I know you're hurting. You're probably replaying conversations in your head, analyzing every text, wondering if that "liked" Instagram post means something. And the worst part? Your ex has this wall up, this emotional distance that makes it impossible to know what they're actually feeling.
If your ex has dismissive avoidant attachment, they're terrified of intimacy, even though they likely cared about you deeply. They don't process emotions the way you do, and they certainly don't express them easily. But that doesn't mean they don't feel them.
Let me be clear: missing you and coming back are two different things. I'm going to help you spot the signs they miss you, understand what's really happening psychologically, and decide what you should do next.
Quick Summary:
- Dismissive avoidants show they miss you indirectly: through "accidental" contact, behavioral changes, or watching your life from a distance
- They're caught between genuine feelings and their deep fear of vulnerability, both are real
- Recognizing these signs is healing, but you need to decide if reconnection serves your future
What Is Dismissive Avoidant Attachment (And Why They Push Away)?
Before we decode their behavior, you need to understand what's actually happening in their nervous system.
Dismissive avoidant people learned early, usually in childhood, that emotions aren't safe. Maybe a parent was unpredictable, or they had to be "strong" for the family. Now, as adults, closeness triggers their threat response. Intimacy = danger, even if they love you.
In my experience, dismissive avoidants often do miss their partners deeply. But missing you and dealing with missing you are worlds apart. They'll suppress the feeling, rationalize the breakup, and convince themselves they're fine, all while thinking about you constantly.
This isn't an excuse for how they treated you. It's just the reality of how they operate.
If you are still stuck on the broader push-pull pattern, Why Your Avoidant Ex Keeps Coming Back is the natural companion to this article.
7 Signs Your Dismissive Avoidant Misses You
1. They "Accidentally" Reach Out
This is the most common sign I see. They text something casual, "Found that restaurant you liked," "Saw your friend at the gym," "This song reminds me of you", and frame it as random or coincidental.
It's not random. A dismissive avoidant wouldn't reach out unless they were thinking about you. But they'll never say that directly. They need plausible deniability.
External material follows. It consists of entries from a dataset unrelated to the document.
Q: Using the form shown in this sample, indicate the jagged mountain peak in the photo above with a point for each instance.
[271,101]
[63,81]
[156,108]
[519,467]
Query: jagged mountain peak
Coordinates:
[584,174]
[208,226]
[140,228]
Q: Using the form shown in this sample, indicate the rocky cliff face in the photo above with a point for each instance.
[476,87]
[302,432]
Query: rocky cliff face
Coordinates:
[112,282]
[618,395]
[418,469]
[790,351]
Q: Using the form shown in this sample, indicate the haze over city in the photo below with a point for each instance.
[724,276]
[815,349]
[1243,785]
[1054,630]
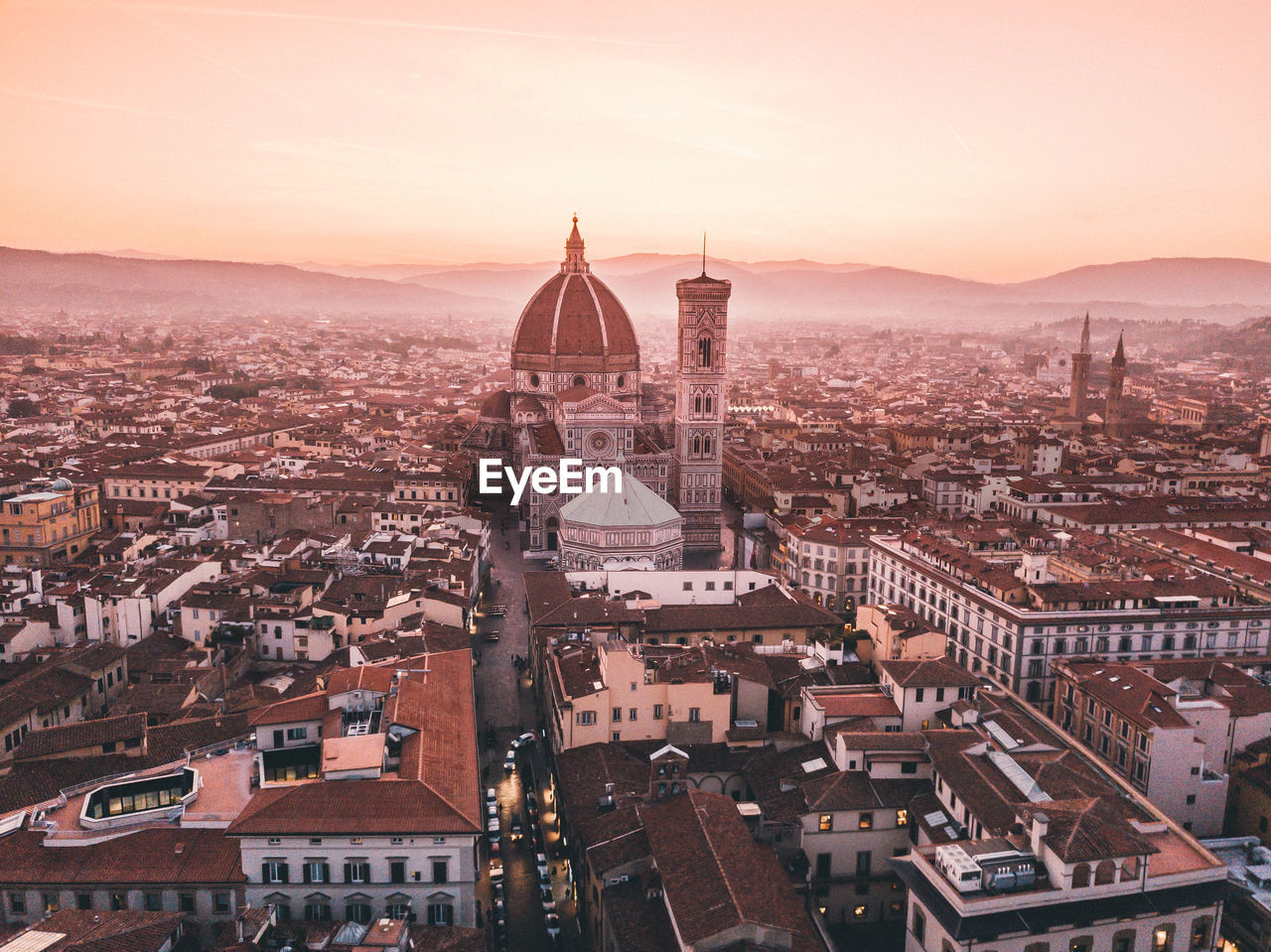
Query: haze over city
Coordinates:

2. They Watch Your Social Media Closely
They're not liking everything, but you notice they view every story. They know you changed jobs before you told anyone. They know about your new hobby.
This is surveillance wrapped in the language of "not caring." Dismissive avoidants monitor exes because they're emotionally invested but unwilling to admit it.
3. They're in a "Rebound" (Or Act Like They Are)
In my experience, dismissive avoidants often jump into new relationships quickly, not because they've healed, but because they're running from the feelings your absence created.
If they mention a new partner to you or make sure you know they're dating, that's a sign they're trying to convince themselves (and you) they've moved on. Real healing doesn't require an audience.
4. They Respond Quickly to Your Messages (When You Reach Out)
Dismissive avoidants are emotionally avoidant, not necessarily rude. If you text them, they often reply fast, because they want the contact, even if they'd never initiate it.
Then they disappear for days. The pattern: fast reply, then ghosting. That's the push-pull of avoidant attachment.
5. They Bring You Up in Conversation with Mutual Friends
This is huge. They're not talking to you, but they're talking about you. They might ask how you're doing through the grapevine, mention something you used to do together, or seem overly interested when friends mention you.
Dismissive avoidants rarely volunteer information unless it matters to them emotionally.
6. They Show Up When You're Vulnerable
If you post something sad, go through a public struggle, or mention hardship, and suddenly they're there, with a supportive comment, a check-in text, or they reach out, that's their care breaking through the wall.